In Medio Oriente ci si chiede se sta cambiando la politica Usa nella regione
Sharm El-Sheikh (AsiaNews) – Un colloquio “franco e chiaro” secondo il ministro degli esteri siriano Walid al-Moallem, “professionale, pragmatico e veramente concreto” a giudizio del segretario di Stato Usa Condoleezza Rice, che ha aggiunto: “lui non ha tenuto una conferenza a me e io non l’ho tenuta a lui”. Atteso, temuto e sperato, il colloquio avvenuto ieri pomeriggio a Sharm El-Sheikh, in margine alla conferenza sull’Iraq, tra i massimi responsabili della politica estera siriana e statunitense rappresenta l’incontro al più alto livello tra i due Paesi dal gennaio 2005, ma soprattutto sembra confermare il nuovo atteggiamento di apertura da parte di Washington verso Damasco.
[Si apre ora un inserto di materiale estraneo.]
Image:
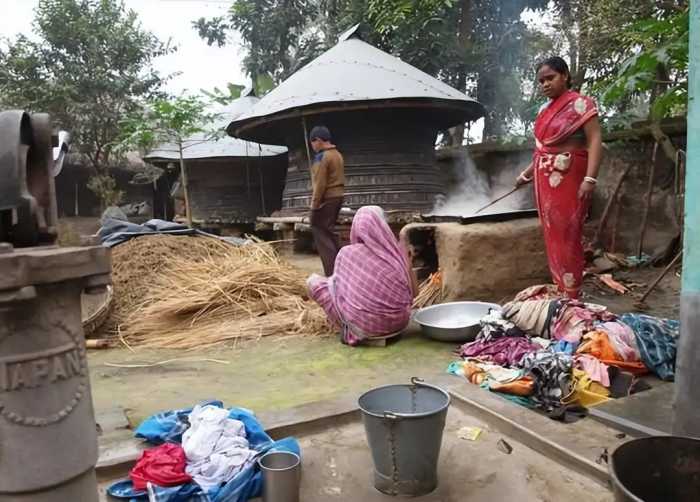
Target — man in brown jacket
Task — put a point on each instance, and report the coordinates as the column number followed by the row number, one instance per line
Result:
column 328, row 182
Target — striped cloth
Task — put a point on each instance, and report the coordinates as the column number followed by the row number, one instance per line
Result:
column 369, row 293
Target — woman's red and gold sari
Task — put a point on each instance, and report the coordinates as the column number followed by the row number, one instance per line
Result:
column 558, row 175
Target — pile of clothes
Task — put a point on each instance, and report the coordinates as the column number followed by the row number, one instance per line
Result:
column 204, row 454
column 557, row 354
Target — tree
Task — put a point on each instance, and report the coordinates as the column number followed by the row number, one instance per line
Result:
column 658, row 70
column 274, row 35
column 475, row 45
column 170, row 123
column 89, row 65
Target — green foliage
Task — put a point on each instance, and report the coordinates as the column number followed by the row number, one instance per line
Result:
column 167, row 120
column 105, row 187
column 618, row 49
column 89, row 65
column 658, row 68
column 225, row 96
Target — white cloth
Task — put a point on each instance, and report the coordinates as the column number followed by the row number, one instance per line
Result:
column 215, row 446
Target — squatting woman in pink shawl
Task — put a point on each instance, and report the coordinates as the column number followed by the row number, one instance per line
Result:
column 372, row 288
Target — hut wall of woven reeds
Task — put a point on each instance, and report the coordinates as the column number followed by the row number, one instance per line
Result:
column 384, row 116
column 231, row 181
column 234, row 190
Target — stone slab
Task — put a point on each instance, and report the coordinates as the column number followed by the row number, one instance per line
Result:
column 648, row 413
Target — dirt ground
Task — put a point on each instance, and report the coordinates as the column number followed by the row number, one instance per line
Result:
column 271, row 374
column 264, row 375
column 664, row 301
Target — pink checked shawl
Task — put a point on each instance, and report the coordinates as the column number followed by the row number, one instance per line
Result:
column 371, row 286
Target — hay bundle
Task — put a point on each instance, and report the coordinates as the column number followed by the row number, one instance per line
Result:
column 232, row 294
column 137, row 264
column 430, row 291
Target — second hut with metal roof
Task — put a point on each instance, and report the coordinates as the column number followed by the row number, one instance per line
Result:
column 231, row 182
column 384, row 115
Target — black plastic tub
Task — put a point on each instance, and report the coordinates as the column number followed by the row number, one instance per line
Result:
column 657, row 469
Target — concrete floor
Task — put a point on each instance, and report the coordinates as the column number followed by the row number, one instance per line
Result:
column 337, row 463
column 337, row 466
column 269, row 374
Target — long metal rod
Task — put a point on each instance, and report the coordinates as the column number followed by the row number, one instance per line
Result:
column 647, row 202
column 498, row 199
column 661, row 276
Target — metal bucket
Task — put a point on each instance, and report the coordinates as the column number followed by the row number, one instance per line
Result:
column 657, row 469
column 404, row 425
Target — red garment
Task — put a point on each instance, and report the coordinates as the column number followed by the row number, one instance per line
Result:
column 162, row 466
column 558, row 176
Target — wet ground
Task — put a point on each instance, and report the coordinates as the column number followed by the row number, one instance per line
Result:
column 337, row 466
column 272, row 374
column 269, row 374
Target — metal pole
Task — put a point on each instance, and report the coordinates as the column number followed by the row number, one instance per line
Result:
column 686, row 407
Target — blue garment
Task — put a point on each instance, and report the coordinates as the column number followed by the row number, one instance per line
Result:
column 564, row 347
column 456, row 368
column 170, row 425
column 656, row 339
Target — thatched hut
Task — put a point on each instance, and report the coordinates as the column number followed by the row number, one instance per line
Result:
column 230, row 181
column 384, row 115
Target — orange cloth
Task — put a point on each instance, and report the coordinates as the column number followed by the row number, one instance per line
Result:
column 597, row 344
column 522, row 387
column 473, row 373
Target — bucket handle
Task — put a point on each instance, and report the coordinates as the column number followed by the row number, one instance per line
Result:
column 415, row 381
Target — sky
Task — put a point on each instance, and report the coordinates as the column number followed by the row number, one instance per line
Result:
column 200, row 66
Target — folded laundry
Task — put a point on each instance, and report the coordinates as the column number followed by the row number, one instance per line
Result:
column 656, row 340
column 539, row 292
column 596, row 370
column 493, row 326
column 622, row 339
column 524, row 386
column 216, row 447
column 577, row 318
column 163, row 465
column 551, row 373
column 597, row 344
column 245, row 485
column 506, row 351
column 530, row 316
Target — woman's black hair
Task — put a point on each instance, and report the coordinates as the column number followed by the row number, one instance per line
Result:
column 558, row 65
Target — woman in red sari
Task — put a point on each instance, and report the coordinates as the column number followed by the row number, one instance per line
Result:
column 565, row 164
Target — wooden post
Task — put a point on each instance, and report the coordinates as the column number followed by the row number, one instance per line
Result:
column 306, row 140
column 686, row 405
column 647, row 202
column 185, row 187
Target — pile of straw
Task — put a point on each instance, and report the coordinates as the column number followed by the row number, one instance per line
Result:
column 137, row 264
column 430, row 291
column 224, row 294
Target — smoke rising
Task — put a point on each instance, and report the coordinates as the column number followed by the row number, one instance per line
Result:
column 474, row 190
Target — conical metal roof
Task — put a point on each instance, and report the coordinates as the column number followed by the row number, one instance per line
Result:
column 200, row 147
column 355, row 72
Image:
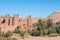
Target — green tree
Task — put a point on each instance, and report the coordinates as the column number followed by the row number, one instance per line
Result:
column 49, row 23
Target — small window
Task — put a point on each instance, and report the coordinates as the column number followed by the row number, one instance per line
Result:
column 3, row 21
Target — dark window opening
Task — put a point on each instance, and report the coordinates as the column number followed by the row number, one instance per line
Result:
column 8, row 22
column 3, row 21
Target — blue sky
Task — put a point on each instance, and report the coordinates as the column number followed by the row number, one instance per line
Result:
column 36, row 8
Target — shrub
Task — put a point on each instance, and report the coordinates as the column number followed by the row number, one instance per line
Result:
column 35, row 32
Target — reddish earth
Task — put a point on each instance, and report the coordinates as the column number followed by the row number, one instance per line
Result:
column 41, row 38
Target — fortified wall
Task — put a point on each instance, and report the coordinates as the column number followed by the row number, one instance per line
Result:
column 8, row 22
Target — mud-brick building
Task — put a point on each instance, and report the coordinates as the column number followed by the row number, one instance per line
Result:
column 8, row 22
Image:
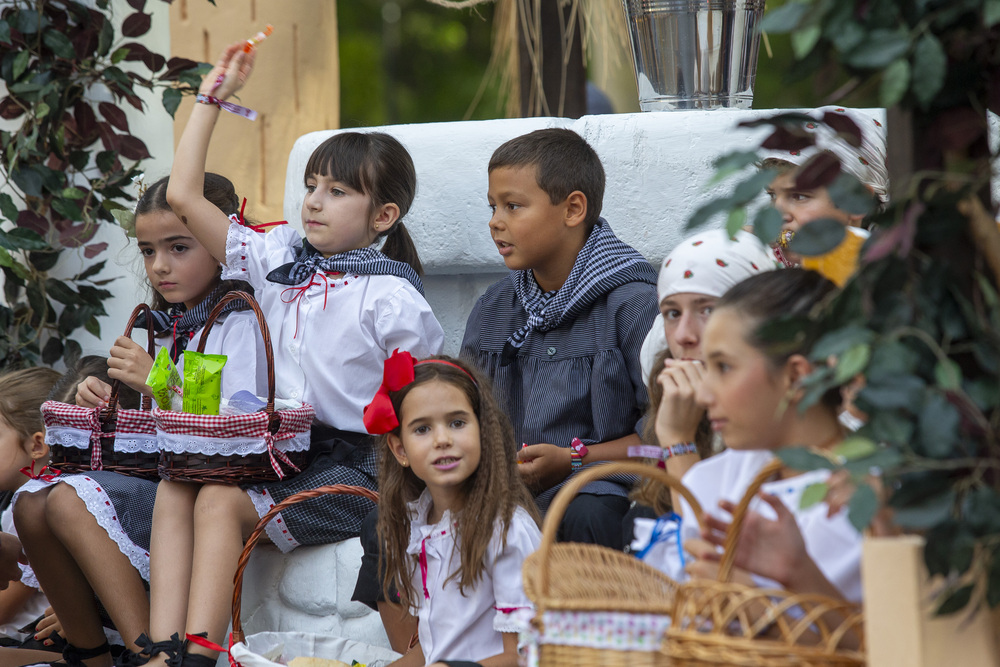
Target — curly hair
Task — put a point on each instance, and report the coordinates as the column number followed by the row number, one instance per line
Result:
column 492, row 492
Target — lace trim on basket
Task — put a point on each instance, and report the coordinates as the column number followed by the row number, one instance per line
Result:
column 100, row 506
column 601, row 630
column 130, row 443
column 236, row 256
column 67, row 437
column 276, row 529
column 195, row 444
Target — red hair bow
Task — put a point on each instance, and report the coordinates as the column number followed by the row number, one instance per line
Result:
column 379, row 415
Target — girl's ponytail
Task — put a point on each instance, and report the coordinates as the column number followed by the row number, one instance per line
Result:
column 399, row 246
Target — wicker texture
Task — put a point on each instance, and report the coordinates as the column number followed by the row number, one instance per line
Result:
column 592, row 578
column 235, row 469
column 73, row 460
column 333, row 489
column 724, row 623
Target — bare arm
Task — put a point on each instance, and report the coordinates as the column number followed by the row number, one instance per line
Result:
column 185, row 192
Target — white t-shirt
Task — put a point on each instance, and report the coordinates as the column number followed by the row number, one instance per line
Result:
column 331, row 338
column 454, row 626
column 832, row 543
column 35, row 605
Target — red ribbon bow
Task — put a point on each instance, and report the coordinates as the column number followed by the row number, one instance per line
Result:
column 379, row 415
column 30, row 472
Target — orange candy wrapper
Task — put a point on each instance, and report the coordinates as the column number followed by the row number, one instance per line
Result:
column 840, row 263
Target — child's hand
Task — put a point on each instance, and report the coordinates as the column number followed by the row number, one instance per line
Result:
column 679, row 414
column 543, row 466
column 48, row 626
column 93, row 393
column 234, row 66
column 130, row 363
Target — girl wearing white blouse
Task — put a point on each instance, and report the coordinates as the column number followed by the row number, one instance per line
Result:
column 455, row 520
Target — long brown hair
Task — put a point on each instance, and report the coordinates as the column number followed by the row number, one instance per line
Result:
column 21, row 396
column 492, row 492
column 647, row 491
column 375, row 164
column 220, row 191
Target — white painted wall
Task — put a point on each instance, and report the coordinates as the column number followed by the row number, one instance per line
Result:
column 657, row 167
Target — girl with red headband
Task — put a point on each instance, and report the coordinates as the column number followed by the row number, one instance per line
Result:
column 455, row 520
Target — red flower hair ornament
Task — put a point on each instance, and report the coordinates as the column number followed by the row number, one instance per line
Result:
column 379, row 415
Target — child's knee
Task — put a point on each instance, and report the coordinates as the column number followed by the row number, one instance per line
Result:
column 594, row 519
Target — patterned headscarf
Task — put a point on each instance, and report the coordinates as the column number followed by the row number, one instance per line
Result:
column 710, row 263
column 867, row 162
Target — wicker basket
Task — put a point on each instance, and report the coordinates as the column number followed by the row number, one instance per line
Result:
column 624, row 599
column 333, row 489
column 110, row 438
column 279, row 438
column 724, row 623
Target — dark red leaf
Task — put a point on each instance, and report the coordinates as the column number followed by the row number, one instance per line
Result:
column 110, row 140
column 30, row 220
column 94, row 249
column 819, row 171
column 113, row 115
column 132, row 148
column 9, row 109
column 793, row 138
column 86, row 122
column 136, row 25
column 843, row 126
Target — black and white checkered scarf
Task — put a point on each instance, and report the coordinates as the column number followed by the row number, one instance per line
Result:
column 604, row 263
column 183, row 323
column 362, row 261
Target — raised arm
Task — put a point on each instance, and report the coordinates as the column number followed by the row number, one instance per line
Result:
column 185, row 192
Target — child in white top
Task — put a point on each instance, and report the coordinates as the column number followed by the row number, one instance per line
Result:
column 337, row 307
column 751, row 391
column 455, row 520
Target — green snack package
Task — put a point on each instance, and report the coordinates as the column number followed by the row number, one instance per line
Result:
column 202, row 382
column 164, row 380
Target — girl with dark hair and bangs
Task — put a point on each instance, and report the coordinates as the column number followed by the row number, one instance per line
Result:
column 89, row 534
column 337, row 307
column 455, row 519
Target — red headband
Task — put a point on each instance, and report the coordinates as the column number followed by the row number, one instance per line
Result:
column 379, row 415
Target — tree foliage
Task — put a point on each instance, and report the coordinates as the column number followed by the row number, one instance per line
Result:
column 69, row 164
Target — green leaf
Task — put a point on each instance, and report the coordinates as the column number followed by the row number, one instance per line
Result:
column 879, row 49
column 7, row 207
column 22, row 239
column 852, row 362
column 804, row 460
column 956, row 601
column 812, row 494
column 862, row 507
column 737, row 218
column 20, row 64
column 895, row 81
column 929, row 66
column 767, row 224
column 60, row 44
column 804, row 40
column 948, row 375
column 171, row 100
column 818, row 237
column 785, row 18
column 854, row 448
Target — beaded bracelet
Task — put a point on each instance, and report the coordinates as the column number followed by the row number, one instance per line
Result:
column 661, row 454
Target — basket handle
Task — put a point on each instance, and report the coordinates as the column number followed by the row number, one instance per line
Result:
column 566, row 494
column 295, row 498
column 739, row 514
column 147, row 401
column 264, row 332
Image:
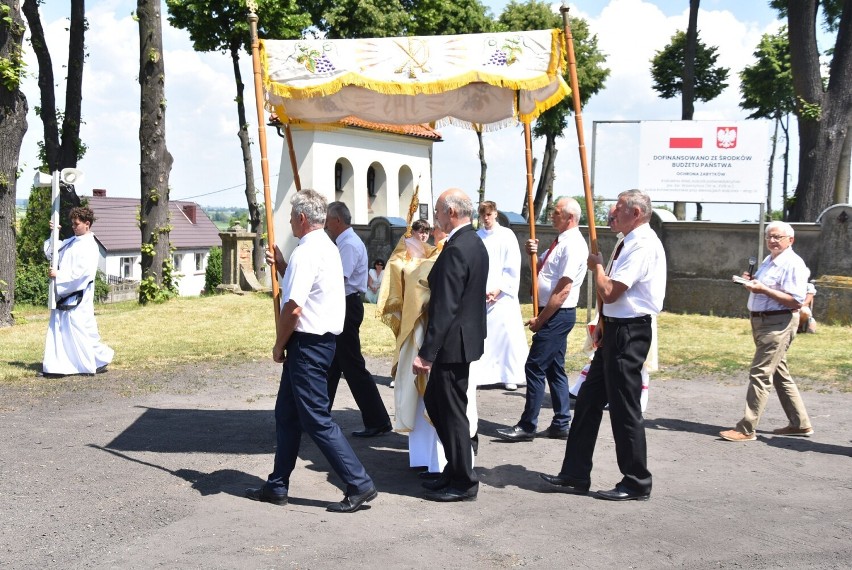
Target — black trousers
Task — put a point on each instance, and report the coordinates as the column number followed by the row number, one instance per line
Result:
column 615, row 377
column 446, row 404
column 349, row 361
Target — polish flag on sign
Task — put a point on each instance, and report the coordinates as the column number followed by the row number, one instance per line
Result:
column 686, row 142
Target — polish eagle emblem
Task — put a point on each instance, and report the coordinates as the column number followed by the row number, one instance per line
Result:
column 726, row 137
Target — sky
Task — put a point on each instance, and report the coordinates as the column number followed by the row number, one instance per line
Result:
column 201, row 116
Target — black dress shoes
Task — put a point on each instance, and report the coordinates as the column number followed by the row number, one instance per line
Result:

Finora accusata di spalleggiare il terrorismo internazionale e quindi oggetto di una politica di “isolamento”, la Siria ora viene riconosciuta importante per gli equilibri dell’intero Medio Oriente e soprattutto se ne vuole indebolirne l’alleanza con l’Iran.
Qualcosa sembra si stia muovendo anche a Damasco, preoccupata per l’isolamento internazionale e per le conseguenze che potrebbe avere sul regime di Assad la decisione dell’Onu di istituire un tribunale internazionale che giudichi i responsabili dell’assassinio dell’ex premier libanese Rafic Hariri, nel quale è generalmente ritenuta coinvolta. Ieri sera la controllatissima agenzia governativa Sana, nel dare notizia del colloquio, ha aggiunto che “entrambe le parti hanno esaminato i rapporti bilaterali tra Siria e Usa e l’importanza di svilupparli a servizio della pace, della sicurezza e della stabilità nella regione”.
Da parte sua la Rice ha dichiarato “noi non vogliamo avere relazioni difficili con la Siria, ma è necessaria una certa base per migliorarle”. Contemporaneamente, intanto, il generale William Caldwell, portavoce militare americano a Baghdad, riconosceva che Damasco “si era un po’ attivata” per impedire l’afflusso di terroristi in Iraq e che esso “è diminuito”, mentre ieri sera la Siria ha annunciato di aver compiuto nelle ultime settimane una serie di operazioni contro uomini legati ad Al Qaeda in Iraq.
L’incontro Rice-Moallem è oggi al centro dell’attenzione dei giornali mediorientali. Oltre ad offrire ampi resoconti, quelli libanesi rilevano che sia al-Moallem, che “un funzionario americano” hanno dichiarato che non si è parlato del Libano, anche se la questione del tribunale internazionale sta per arrivare al Consiglio di sicurezza.
In Israele, sempre sensibile a ciò che accade a Damasco – ultimamente accusata di aver costruito una grande base missilistica sotterranea - il Jerusalem Post riporta affermazioni di “fonti governative”, secondo le quali non si è parlato di Gerusalemme. Secondo tali fonti, la ragione dei colloqui era la legittima preoccupazione statunitense per l’Iraq e Israele non vede nulla di negativo nel fatto che gli Stati Uniti vogliano parlare con la Siria dell’Iraq e del radicalismo islamico. Ma l’incontro, anche se “rappresenta un cambiamento della politica statunitense”, “non è un negoziato”.
Oggi a Sharm El-Sheikh si parla anche di un possibile colloquio a due tra la Rice ed il ministro degli esteri iraniano Manouchehr Mottaki. I due ieri sedevano a pranzo allo stesso tavolo e si sono salutati.
Stati Uniti ed Iran non hanno rapporti diplomatici dal 1979.